Soju – Korean vodka: what does this drink taste like and how to drink it

I have long heard about soju – Korean vodka, but I did not think that I would learn such curious facts about it. It’s hard to believe, but this alcoholic product, according to the English edition of Drinks International, ranks first in the world ranking. Recently I had a chance to try a popular drink.

Oh soju

This is Korean traditional alcohol, which has an alcohol volume fraction of 20 to 45 degrees. What struck me is that the most popular option has a fortress of 20 degrees.

It seemed to me an exotic variety of vodka: it looks and smells very similar, but the taste is quite sweet. In general, the impression was pleasant.

There are many recipes for making: from rice, from sweet potatoes, from wheat, even from a mixture of alcohol and flavorings. That is, the range of products used is quite extensive, like Russian vodka.

The production is like the distillation of any strong alcohol. First, the raw materials are ground and the pressing process is carried out. On the basis obtained, mash is created, which is subsequently distilled. The finished product is purified by passing through a bamboo charcoal filter.

The classic rice soju has a more complex and lengthy manufacturing technology – this explains its high cost.

How to drink

No less interesting is the way of drinking Korean vodka. The ritual was strange, but I liked it.

So, you are handed a traditional stack, a little larger than vodka – you need to hold it with both hands. Another person pours alcohol, also holding a bottle with two palms, supporting his right hand with his left. It is curious that if you pour yourself a drink, it will be considered the height of indecency.

Korean vodka cannot be drunk in one gulp to the end, it is drunk in small portions, without fail leaving a sip of the drink on the bottom.

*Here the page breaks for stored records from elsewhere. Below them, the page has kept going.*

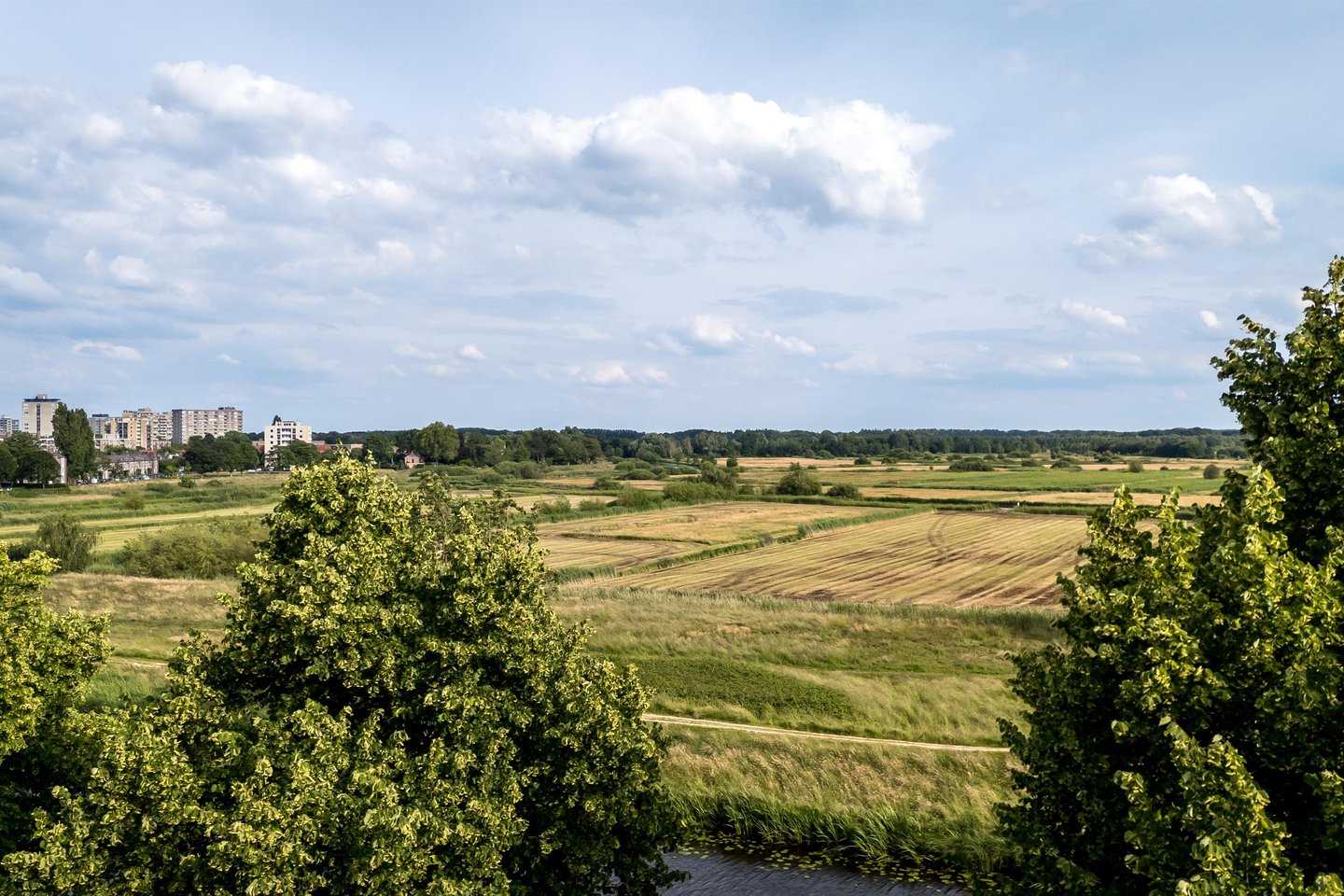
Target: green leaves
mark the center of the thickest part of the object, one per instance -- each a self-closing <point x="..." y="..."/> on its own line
<point x="1188" y="735"/>
<point x="393" y="709"/>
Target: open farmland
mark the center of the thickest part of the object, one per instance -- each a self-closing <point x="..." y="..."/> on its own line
<point x="953" y="559"/>
<point x="619" y="553"/>
<point x="706" y="523"/>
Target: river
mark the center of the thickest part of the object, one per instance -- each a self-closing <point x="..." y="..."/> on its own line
<point x="715" y="874"/>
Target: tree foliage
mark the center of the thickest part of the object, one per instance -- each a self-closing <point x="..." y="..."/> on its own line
<point x="1188" y="735"/>
<point x="1292" y="409"/>
<point x="66" y="540"/>
<point x="229" y="452"/>
<point x="393" y="709"/>
<point x="45" y="660"/>
<point x="799" y="481"/>
<point x="73" y="436"/>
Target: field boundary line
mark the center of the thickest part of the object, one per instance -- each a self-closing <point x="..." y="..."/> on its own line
<point x="816" y="735"/>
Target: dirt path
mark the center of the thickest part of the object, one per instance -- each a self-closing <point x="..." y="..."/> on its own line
<point x="815" y="735"/>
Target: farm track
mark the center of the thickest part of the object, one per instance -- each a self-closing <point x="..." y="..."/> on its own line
<point x="815" y="735"/>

But at the same time, before the next pile, the current one must be drained to the end.

I note that this way of using it concerns the etiquette for feasts at special tourist gatherings. In bars and clubs in Korea, national alcohol is mixed with tonic, soda, syrup, and the most daring even with beer. Recently, the drink began to be added to cocktails.

Interesting Facts

Today it is not just a traditional drink, but one of the main tourist attractions in Korea. But what is interesting is that it is not native Korean alcohol.

It was introduced to Korea after the Mongol invasion in 1300. The Mongols then already had the technology of distillation, which they spied on the Persians. Since then, Koreans have started to drive soju. Initially, by the way, it was only rice-based.

In 1965-1991, the Korean government banned the creation of alcohol from rice and other grains. An alcoholic drink began to be made from flavored ethyl alcohol. This type of production still exists today.

It sounds fantastic, but every year Korean workaholics consume over 3 billion bottles of the national alcohol product. In Russia, this alcohol is little known, but, in my opinion, it is still worth paying attention to.